Manufacturing paper bags produces more air and water pollution than producing plastic bags. Recycling the bags only saves at the most 20% of the water pollution from manufacturing them from scratch.

Do you want to guess how many trees it takes to make that many bags? Paper bags cannot be closed cycle recycled and cannot use other recycled paper products (like copy paper, fiberboard or cardboard) to make new bags.

More than 400 billion plastic bags will be used this year in the United States alone. Is the number of those recycled higher or lower?


Almost 380 billion plastic bags are headed for landfills. More than 15 million of them will find their way to the waterways and out to the ocean.  Fewer than 1% of all retailers offer to recycle bags.


High density plastic, used to make shopping bags, is persistent in the environment for an estimated 1,000 years. Needless to say, science is always modest with estimates when it is not certain how long things will really last.

San Fransisco

San Fran was the first American city to ban the use of plastic shopping bags. They made a 100 million bag dent in the consumption every year.

The average family accumulates 15 bags per trip to the store. Fifteen. Families are not getting fifteen bags worth of merchandise. There is the customary double bagging of certain items and the bags with only one or two things in them.


As much as 8% of a store’s expenses for supplies is spent on bags. Stores which use stock bags, like the ones with the Thank you! logo on them, spend a bit less (3-8¢ per bag), but the ones who have their bags custom made in non-white with their own logo can spend as much as 60% of their supply costs on bags (5-21¢ per bag).

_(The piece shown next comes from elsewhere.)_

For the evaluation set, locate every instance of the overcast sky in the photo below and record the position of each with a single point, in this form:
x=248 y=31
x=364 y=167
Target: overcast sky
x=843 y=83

You pay for this in high costs for your merchandise. Do the math: 15 bags at 13¢ means each trip costs the retailer $1.95. Are the bags really free? Cutting the overhead is saving money because it slows the rise of prices.

More retailers are paying customers to use their own bags. Some big box stores are giving customers 5¢ per bag to skip the plastic. Within one year, the bag pays for itself. Since the bags will last a few years, they will finance their replacements and start putting money into your pocket.

Make A Difference

You can make a difference in this atrocious situation which will save you money in the end.

1. Use a canvas bag.

If you do not have canvas bags or small duffel bags, purchase several bags from a retailer. Where available, purchase bags made from recycled content. Since the average trip to the store means fifteen plastic bags, buy at least one to three bags per trip until you have about a dozen. Use them on the trip you buy them.

Canvas or reusable bags are larger, sturdier and carry more than plastic T-shirt bags. You will use fewer reusable bags than you would plastic bags.

2. Store the bags where you will have them.

Do not put your bags in a kitchen pantry or cabinet. Put them in your trunk. Most trips to the store are unplanned.

3. Skip the bag.

If you stop in for less than five items, skip a bag. Carry the items to your car in your hands. You carried them up to the counter. The trip to the car and into the house is good exercise and great for hand-eye coordination and balance.

4. I forgot.

If you forgot to bring your bags with you, at least tell the bagger not to double bag your purchases. As many as three of the 15 bags per trip are empty when you get them home.

5. Recycle.

If you do come home with plastic bags, or already have a few hundred at your home, recycle them. Take them to a store which offers recycling or place them in your recycling bin or take them to the local recycling center.

You DO Make A Difference.

You can accumulate 1,000 fewer bags per year by using canvas, reusable bags. Just the M3 Readers could reduce the amount of plastic consumption and waste each year by more than…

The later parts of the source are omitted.